Flüchtlingskrise Im Griff der Angst

Eine syrische Familie wird an der Grenze zwischen Österreich und Deutschland kontrolliert.

(Foto: dpa)

In Ungarn und Österreich hat Panik die Flüchtlinge erfasst. Sie fürchten, dass sie doch noch scheitern könnten.

Von Cathrin Kahlweit und Nadia Pantel

Am Kopf der Rolltreppe steht ein Polizist, unten drängen sich hundert schweigende Menschen und schauen zu ihm hoch. Auf Gleis 1 am Salzburger Hauptbahnhof fährt in wenigen Minuten ein Zug nach München ein, nur zusteigen darf keiner. "Schon voll", lautet die Ansage.

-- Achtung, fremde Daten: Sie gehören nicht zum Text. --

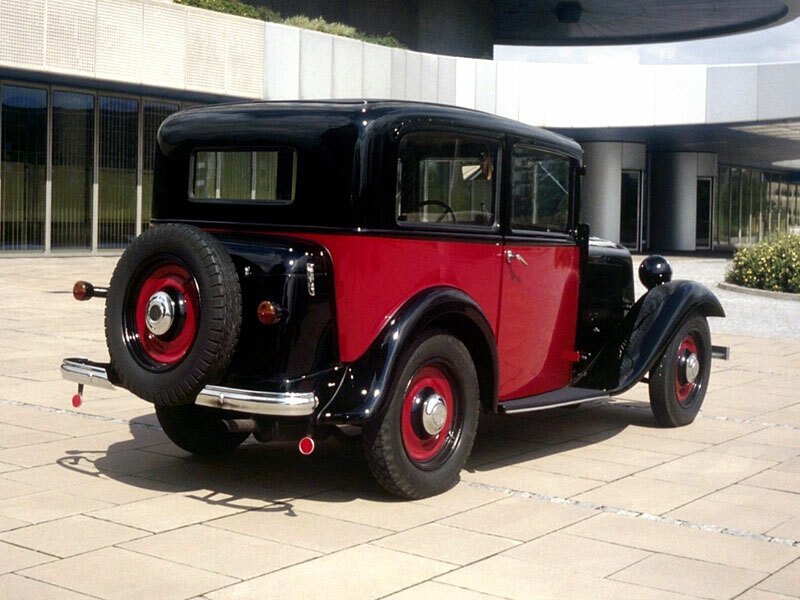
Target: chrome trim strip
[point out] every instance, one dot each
(277, 404)
(84, 373)
(259, 403)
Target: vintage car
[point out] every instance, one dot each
(384, 269)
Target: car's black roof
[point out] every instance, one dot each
(243, 123)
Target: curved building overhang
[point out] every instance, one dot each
(595, 22)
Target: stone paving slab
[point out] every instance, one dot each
(596, 502)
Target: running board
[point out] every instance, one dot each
(555, 399)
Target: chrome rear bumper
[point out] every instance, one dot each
(276, 404)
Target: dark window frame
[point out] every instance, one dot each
(242, 201)
(445, 225)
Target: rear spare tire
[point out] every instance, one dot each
(173, 314)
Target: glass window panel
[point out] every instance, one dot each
(540, 190)
(629, 208)
(153, 114)
(24, 173)
(119, 134)
(723, 206)
(445, 180)
(73, 169)
(266, 176)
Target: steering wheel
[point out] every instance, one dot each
(447, 209)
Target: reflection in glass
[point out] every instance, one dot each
(119, 132)
(153, 114)
(262, 175)
(73, 148)
(24, 174)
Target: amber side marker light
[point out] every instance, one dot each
(269, 313)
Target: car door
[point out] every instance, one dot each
(540, 275)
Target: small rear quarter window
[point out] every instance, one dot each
(261, 176)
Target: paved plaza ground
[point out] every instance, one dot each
(591, 503)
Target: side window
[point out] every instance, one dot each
(266, 176)
(540, 190)
(446, 180)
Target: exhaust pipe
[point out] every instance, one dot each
(239, 425)
(306, 445)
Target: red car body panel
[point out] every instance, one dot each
(403, 267)
(538, 320)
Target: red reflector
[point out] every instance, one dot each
(306, 446)
(269, 313)
(82, 290)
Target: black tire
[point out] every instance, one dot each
(404, 458)
(675, 396)
(198, 429)
(198, 276)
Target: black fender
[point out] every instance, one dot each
(644, 334)
(366, 386)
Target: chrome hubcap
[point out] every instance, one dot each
(160, 313)
(434, 414)
(691, 368)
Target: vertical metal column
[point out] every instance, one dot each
(48, 188)
(96, 176)
(139, 164)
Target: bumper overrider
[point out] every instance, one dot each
(277, 404)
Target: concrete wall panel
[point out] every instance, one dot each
(732, 94)
(634, 156)
(486, 85)
(349, 74)
(119, 39)
(777, 91)
(316, 65)
(281, 62)
(429, 78)
(164, 45)
(71, 35)
(446, 80)
(680, 96)
(206, 44)
(413, 76)
(465, 83)
(508, 90)
(377, 71)
(244, 51)
(22, 33)
(398, 89)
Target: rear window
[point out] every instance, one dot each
(260, 176)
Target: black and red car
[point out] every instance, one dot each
(389, 269)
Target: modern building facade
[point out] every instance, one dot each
(678, 158)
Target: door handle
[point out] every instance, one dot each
(511, 255)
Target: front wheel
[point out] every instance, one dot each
(679, 380)
(198, 429)
(420, 444)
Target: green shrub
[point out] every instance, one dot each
(769, 265)
(242, 9)
(234, 7)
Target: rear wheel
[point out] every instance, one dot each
(423, 439)
(678, 381)
(173, 314)
(198, 429)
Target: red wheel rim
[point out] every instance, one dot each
(420, 446)
(684, 389)
(170, 347)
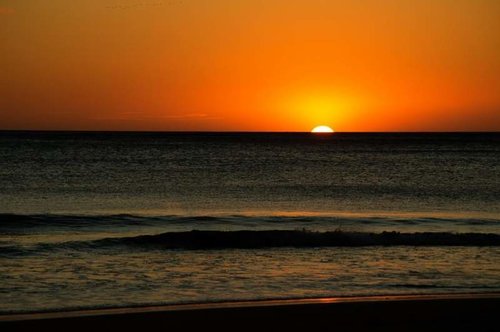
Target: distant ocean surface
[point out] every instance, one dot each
(91, 220)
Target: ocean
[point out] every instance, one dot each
(100, 219)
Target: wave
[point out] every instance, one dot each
(196, 240)
(10, 220)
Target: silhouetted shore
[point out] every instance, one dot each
(478, 312)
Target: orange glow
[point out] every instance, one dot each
(322, 130)
(244, 65)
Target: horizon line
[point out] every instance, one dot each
(244, 131)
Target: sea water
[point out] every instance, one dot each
(106, 219)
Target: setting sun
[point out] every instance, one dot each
(322, 129)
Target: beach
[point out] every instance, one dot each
(457, 312)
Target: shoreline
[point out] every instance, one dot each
(393, 312)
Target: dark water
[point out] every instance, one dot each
(401, 213)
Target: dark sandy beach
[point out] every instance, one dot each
(478, 312)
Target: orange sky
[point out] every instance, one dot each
(274, 65)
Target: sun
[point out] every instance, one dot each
(322, 130)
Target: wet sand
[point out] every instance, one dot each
(478, 312)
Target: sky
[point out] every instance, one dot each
(250, 65)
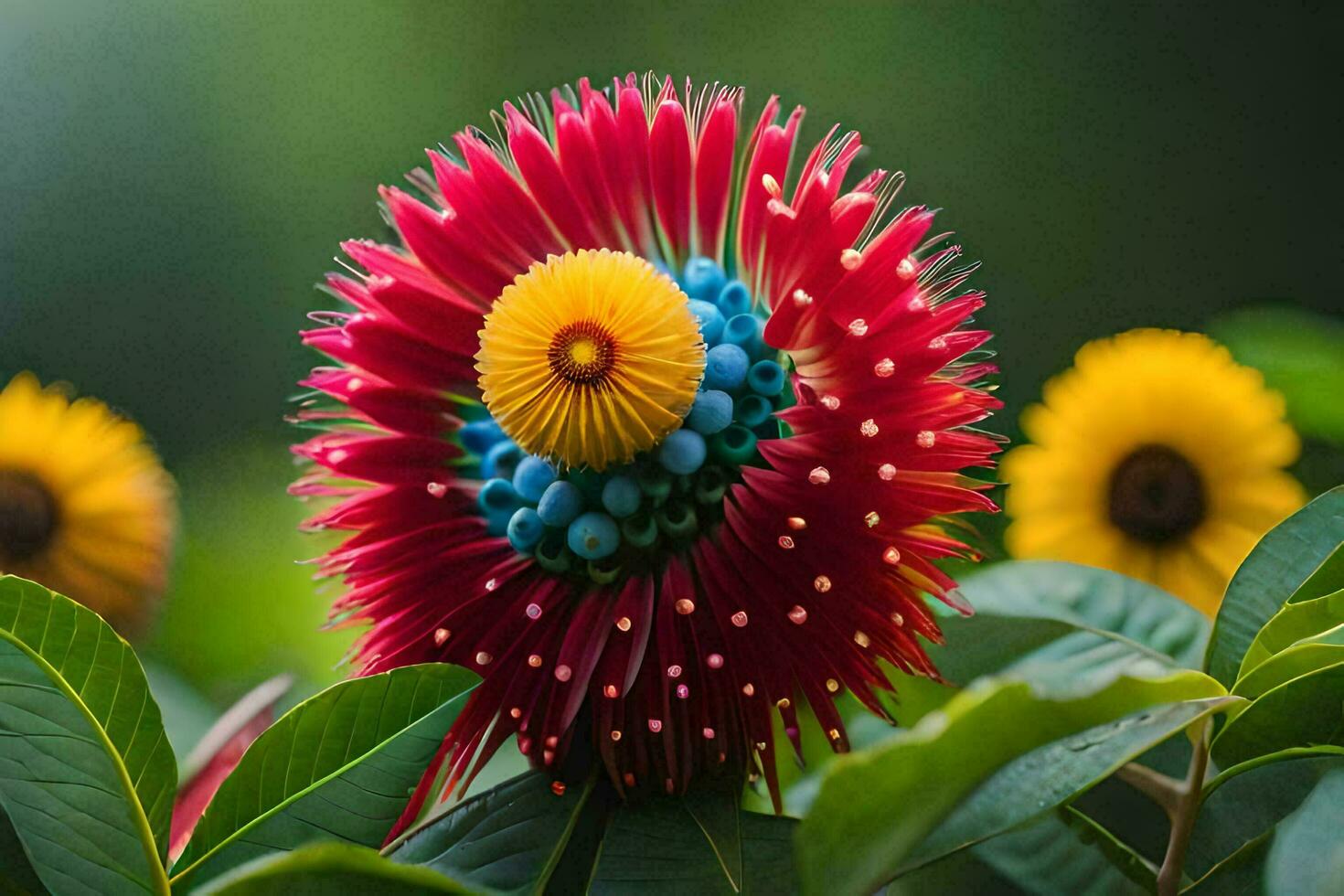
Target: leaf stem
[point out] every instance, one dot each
(1183, 816)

Ein junger Mann klettert auf eine Empore vor einem der Bahnhofscafés und übersetzt auf Arabisch in ein Megafon, was ihm der Polizei-Einsatzleiter aufgeschrieben hat. Vorerst keine Weiterfahrt Richtung Deutschland, bitte alle zurück in die Garage. Wo unterm Bahnhof Salzburg sonst die Autos parken, haben in den vergangenen Tagen knapp tausend Flüchtlinge Unterschlupf gefunden. Die meisten von ihnen wollen weiter nach Deutschland oder Schweden, wann sie Österreich verlassen können, wissen sie indes nicht.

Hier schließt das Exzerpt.